The group denounced Moscow's accusation of hostages and dead civilians as propaganda, claiming responsibility for the attack and calling for Russian citizens to fight against Putin’s government. 

“The Russian Volunteer Corps came to the Bryansk region to show their compatriots that there is hope, that free Russian people with weapons in their hands can fight the regime,” the message read.

“We do not fight civilians, do not kill the unarmed. Keep this in mind,” one man said, who has been identified by several sources as Denis Kapustin (aka Nikitin), the leader of the RVC.

It is not known if Kyiv authorised the attack or if this was a decision made purely by the RVC. The spokesman of the State Border Service, Andriy Demchenko, emphasised that Ukraine is not an aggressor and that its main task is to defend and protect against Russia’s invasion.

Meanwhile, the intelligence of the Ukrainian Ministry of Defence stated that it considers the reports of clashes in the Bryansk region "a continuation of the transformation of Russia, its purification and liberation from Putin's dictatorship."

"The Russian Federation today is such an entity, within which there is a large number of inter-national, inter-ethnic, inter-religious, socio-political and other conflicts (...) These are people who, with weapons in their hands, are fighting against Putin's regime and those who support him,” Andriy Yusov, a representative of the State Government, told Ukrainian media Hromadske.

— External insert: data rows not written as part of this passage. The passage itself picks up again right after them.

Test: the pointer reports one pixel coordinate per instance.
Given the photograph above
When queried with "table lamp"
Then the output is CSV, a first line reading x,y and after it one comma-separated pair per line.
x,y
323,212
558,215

“Maybe Russians are starting to wake up, realise something and take some concrete measures," he added.

As bne IntelliNews previously reported, partisan movements are gaining momentum across Russia both in direct support of Ukraine and against the mass mobilisation of citizens.

Ukraine has also previously conducted drone attacks, targeting an oil refinery in June, and launched a wave of them that reached 100 km of Moscow earlier this week.

Russia has stoked fears of a Ukrainian invasion to garner support for the war and has claimed that Kyiv shelled Bryansk last year. However, there is no definitive proof that Ukrainian troops have penetrated Russian territory since the start of the full-scale invasion.